There must be a reason

A true story of Providence
by Nikolas Sternhagen, LC | Source:
The desert sun beat fiercely down as the US Marine border-patrol wound its way through the rolling, arid hills of northeastern Afghanistan. From his seat on top of the leading HUM-V, the 20-year-old machine-gunner peered ahead, warily eyeing the city they were cautiously approaching.  They were near the Pakistani border; anything could happen.  This was only a patrol, but skirmishes with the Al-Qaida were all too common on such ventures.

He had been in the Marines for over a year and had been deployed to Afghanistan four months ago.  As a Marine it was difficult to continue going to Mass and receiving the sacraments.  It wasn’t always the easiest environment, as a lot of the guys didn’t understand.  But he had kept it up.  Whenever he could, he had helped the chaplain as an unofficial sacristan and serving Mass.  In fact, his dream was to be a priest, a military chaplain, bringing God to all these men who every day looked death in the face.

But now all that seemed far away.  His three buddies in the vehicle below depended on him to spot any signs of the enemy, and he took this job seriously, and continued his vigilance.  He breathed a prayer, as he always did when he needed strength, and gripped the handles of his machine-gun even tighter. 

Suddenly the air around him erupted with a deafening explosion, but almost as soon as he felt the rush of sickening pain, everything faded into swirling blackness. 

He passed in and out of consciousness for days, not understanding where he was, or what had happened.  He vaguely saw worried faces bending over his own, heard words here and there, like “land-mine,” “broken legs,” but never for more than a few seconds before all was enveloped again by the same swirling blackness.

When he finally came to, it was five days later.  He was in a white hospital room, propped up in bed with pillows; then he became immediately aware that his legs hurt and that he couldn’t move much.  But he saw familiar, loving faces in the room; familiar hands lovingly stroked his own.  They were those of his mother.  His father and little sister were there as well, in the background.  He smiled, confused: “Mom… what happened? Where am I?”

His mother’s eyes were red with crying, but she smiled bravely:

“Luke, don’t worry; you’re in a hospital in Houston.
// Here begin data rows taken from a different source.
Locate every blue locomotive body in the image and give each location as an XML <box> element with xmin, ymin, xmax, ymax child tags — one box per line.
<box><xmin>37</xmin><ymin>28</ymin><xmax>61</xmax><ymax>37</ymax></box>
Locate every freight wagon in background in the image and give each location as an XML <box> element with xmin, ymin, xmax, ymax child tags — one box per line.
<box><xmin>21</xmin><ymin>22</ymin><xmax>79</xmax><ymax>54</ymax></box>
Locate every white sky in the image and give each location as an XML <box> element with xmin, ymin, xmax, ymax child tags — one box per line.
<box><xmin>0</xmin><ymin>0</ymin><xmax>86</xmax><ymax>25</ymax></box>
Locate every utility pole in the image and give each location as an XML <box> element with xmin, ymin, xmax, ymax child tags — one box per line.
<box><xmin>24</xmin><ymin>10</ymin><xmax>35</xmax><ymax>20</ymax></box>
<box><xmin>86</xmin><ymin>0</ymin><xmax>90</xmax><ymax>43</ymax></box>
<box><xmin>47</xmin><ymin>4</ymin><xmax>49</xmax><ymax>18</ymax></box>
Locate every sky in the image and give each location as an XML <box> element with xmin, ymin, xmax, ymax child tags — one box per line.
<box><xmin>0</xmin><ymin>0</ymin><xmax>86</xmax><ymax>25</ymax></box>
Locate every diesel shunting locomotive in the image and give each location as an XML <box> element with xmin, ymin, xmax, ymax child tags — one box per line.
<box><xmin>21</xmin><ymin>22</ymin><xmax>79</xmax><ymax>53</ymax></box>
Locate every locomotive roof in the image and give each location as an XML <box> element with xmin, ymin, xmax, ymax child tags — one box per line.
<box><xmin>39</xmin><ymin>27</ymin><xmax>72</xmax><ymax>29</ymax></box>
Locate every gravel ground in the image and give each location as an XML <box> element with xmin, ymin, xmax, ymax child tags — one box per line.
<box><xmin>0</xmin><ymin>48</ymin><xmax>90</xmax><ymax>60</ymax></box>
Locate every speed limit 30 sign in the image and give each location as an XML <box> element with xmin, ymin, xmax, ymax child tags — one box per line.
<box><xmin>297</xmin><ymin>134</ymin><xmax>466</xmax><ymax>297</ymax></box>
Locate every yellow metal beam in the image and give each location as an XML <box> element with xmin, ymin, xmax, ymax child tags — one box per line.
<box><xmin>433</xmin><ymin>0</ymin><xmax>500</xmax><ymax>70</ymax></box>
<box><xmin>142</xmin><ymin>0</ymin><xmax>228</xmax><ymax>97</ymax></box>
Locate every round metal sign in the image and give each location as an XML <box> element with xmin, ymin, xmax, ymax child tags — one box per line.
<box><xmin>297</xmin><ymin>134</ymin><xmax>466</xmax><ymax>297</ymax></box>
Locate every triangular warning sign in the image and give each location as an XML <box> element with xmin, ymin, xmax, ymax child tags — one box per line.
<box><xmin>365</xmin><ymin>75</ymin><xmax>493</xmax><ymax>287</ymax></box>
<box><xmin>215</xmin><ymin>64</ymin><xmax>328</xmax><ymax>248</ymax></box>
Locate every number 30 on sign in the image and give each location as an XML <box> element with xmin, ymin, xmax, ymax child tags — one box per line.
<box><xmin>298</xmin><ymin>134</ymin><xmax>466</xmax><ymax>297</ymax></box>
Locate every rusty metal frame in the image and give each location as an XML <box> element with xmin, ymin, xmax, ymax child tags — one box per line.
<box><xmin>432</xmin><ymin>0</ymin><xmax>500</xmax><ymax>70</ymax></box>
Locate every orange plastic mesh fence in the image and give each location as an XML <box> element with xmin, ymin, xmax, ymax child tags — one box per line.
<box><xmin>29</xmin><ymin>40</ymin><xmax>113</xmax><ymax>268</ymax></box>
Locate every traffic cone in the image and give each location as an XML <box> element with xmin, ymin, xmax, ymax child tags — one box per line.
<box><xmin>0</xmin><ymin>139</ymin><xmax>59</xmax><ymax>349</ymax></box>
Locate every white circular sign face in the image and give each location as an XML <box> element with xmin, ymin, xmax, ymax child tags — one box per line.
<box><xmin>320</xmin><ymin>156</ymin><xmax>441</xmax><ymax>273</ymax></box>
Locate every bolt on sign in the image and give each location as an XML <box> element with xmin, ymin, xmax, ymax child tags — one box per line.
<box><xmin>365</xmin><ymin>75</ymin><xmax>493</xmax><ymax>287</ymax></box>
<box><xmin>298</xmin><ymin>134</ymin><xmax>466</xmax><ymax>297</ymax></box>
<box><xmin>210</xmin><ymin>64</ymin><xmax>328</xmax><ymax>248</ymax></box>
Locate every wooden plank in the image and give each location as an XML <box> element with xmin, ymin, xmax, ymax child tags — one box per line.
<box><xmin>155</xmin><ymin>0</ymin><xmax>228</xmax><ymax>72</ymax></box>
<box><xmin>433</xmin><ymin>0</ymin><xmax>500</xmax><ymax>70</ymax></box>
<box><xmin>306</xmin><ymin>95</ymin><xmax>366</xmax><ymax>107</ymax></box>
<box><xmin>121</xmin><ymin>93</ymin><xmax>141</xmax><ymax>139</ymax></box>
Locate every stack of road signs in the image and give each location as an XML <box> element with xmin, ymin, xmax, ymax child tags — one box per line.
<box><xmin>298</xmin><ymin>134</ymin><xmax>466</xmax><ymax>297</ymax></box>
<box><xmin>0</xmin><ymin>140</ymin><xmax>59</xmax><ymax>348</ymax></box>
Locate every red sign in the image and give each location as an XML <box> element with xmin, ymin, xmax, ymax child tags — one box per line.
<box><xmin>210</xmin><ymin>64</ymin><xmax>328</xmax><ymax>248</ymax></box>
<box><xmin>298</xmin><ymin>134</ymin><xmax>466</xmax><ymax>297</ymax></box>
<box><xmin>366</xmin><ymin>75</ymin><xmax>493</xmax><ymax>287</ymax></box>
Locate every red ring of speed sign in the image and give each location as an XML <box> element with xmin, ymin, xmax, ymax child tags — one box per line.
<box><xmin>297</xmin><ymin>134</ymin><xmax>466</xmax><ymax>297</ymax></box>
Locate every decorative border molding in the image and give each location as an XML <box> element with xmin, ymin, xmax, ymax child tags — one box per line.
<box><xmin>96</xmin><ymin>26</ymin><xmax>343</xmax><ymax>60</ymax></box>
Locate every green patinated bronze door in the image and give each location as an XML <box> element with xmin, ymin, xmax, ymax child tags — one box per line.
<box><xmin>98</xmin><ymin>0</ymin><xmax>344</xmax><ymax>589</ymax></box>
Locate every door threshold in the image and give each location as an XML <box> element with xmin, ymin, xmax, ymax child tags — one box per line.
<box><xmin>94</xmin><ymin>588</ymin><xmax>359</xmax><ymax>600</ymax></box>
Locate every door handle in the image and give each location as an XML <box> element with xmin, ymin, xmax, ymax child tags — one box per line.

You’re going to be all right.”

“But what happened?  The border-patrol…”

    “Your HUM-V hit a mine, son.”  It was his father’s deep calm voice, but full of emotion. “You were thrown thirty feet; broke every bone in your legs. …fractured both hips…won the Purple Heart too.”

    Luke thought for a second: “The Purple…! But what about the others?  Are they... where are they?”

    His father shook his head.  “From your vehicle, you were the only one survivor.”

    Luke’s mind filled with memories of the other guys, his companions, and he tried to fight back the tears as he lay back on his pillow. 

    “Just…just get some rest, dear,” his mother said.  “We’re here.”

    He closed his eyes, but everything was a blur.  How was it possible?  It had all happened so fast.

    Why had he survived?  Why hadn’t the others; Joe, Chad, and Craig made it?  There must be a reason.   Then he began to pray, as he did when he needed strength.

    “Jesus,” he prayed, “Dear Jesus:  Thanks for saving my life.  Thank you for bringing me home.  Help me to see.  Why did I make it through, and they didn’t? There must be a reason… help me to see it, Lord!  What do you want from me?”

    He lay back and slowly drifted off to sleep again, but somehow he knew his prayer was already heard, and somehow he already knew the answer.